“The Aura of Torah: A Kabbalistic-Hasidic Commentary to the Weekly Readings” by Rabbi Larry Tabick— Creatively Interpreting the Five Books of Moses

Tabick, Rabbi Larry. “The Aura of Torah: A Kabbalistic-Hasidic Commentary to the Weekly Readings”, Jewish Publication Society, 2014.

Creatively Interpreting the Five Books of Moses

Amos Lassen

One of the ways of revealing the holiness of the Torah (which is often hidden under a plethora of details) is to interpret it with creativity. This is what Jewish mystics and spiritual teachers have done in their attempts to reveal the aura. What we have are the attempts in an effort to bridge the gap between the Torah text and the modern Jewish spiritual quest.

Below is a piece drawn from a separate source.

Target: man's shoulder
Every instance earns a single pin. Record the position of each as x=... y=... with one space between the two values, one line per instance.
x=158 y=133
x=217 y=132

This is a collection of a wide variety of interpretations of Torah passages, commentaries, and midrash that come the mystical side of Jewish tradition and have been translated by Larry Tabick. The original Hebrew and Aramaic texts are included. The authors we have span many centuries and speak from many schools of thought including “kabbalists writing within the tradition of the Zohar and other gnostic works; Hasidic teachers, from the modern movement founded by the Ba’al Shem Tov in eighteenth-century Ukraine; and German pietists, or Hasidei Ashkenaz, of the twelfth and thirteenth centuries”. Tabick looks at how these texts build on the underlying principles of the Torah (the supremacy of God, the interconnectedness of nature and morality, and the unique (though not exclusive) role of the Jewish people in the divine plan for all humanity and we see the deep spiritual truth as a result.

In Jewish tradition, Kabbalah is the secret knowledge in the Torah given to Moses on Mt. Sinai, and it has been passed down orally through the ages until it was finally written down in the “Zohar” by Shimon bar Yochai, a second century rabbi who did so while living in a cave to escape Roman persecution. Scholars, however, tend to believe that Moses de León, a thirteenth century Spanish kabbalist, is the actual author of the “Zohar” and that Isaac Luria, a rabbi and mystic who lived in the fourteenth century, drew upon to gives us modern Kabbalah as we know it today. Ḥasidism and Kabbalah become connected through Rabbi Israel ben Eliezer, an eighteenth century rabbi who was known as the Ba’al Shem Tov and who founded Ḥasidism based upon reinterpretations of Kabbalah of Luria.

Rabbi Tabick uses three separate verses from each weekly Torah portion and each quote is followed by the verse’s scriptural context, a brief biography of the commentator, the commentator’s interpretation of the verse, notes on the expressions used in the interpretation, and Tabick’s observations and insights. Each interpretation is numbered and link to two appendices, one of which is the exegesis in its original language and the second is linked to an alphabetic listing of authors with their respective biographies.

In the Introduction, we get the information on how to understand the “secret interpretations” of the Torah portion and its imagery. is employed.

Some of the mystical explanations require understanding of the rabbinic use linguistic wordplay in which each letter of a Hebrew word stands for a full word but this is not always necessary to get an understand of what Rabbi Tabick has to say.

Most interpretations do not rely on esoteric symbolisms, but on such Ḥasidic concepts as achieving closeness to God through intense praying and performing good deeds; improving one’s character through quiet contemplation and deep introspection and love for the congregation of Israel and taking personal responsibility.

The exegeses are taken from the heart of Kabbalah and the writings of Ḥasidic masters that have historical value and give the modern reader insights into the ways eighteenth and nineteenth century Eastern European rabbis wanted their congregations to think about life and the Torah. Many of us think of Torah in terms of story or law; the mystics feel that the words contain an inner depth beyond the literal text and look at the hidden meaning itself as a vehicle to self-improvement.

The book is arranged in the order of the weekly Torah reading. Here we have explanatory notes and Tabick’s short commentary. The original Hebrew is printed at the back. Tabick explains the sentiments of the original and we sense his apparent liberalism.

Pertaining to Torah, “aura” is the distinctive atmosphere or quality that seems to surround and be generated by certain spiritual persons. This emanation often connotes a person of particular power or holiness and was most certainly associated with Hasidic rabbis. Here we see that Torah inspires the same.

“The Aura of Torah” is so much more than a commentary to the weekly Torah portion and while what is written here can be confusing, it requires time and patience to reap the rewards that are contained within. There are Kabbalistic and Hasidic commentaries that are accessible to all, and this is place from which to start understanding them.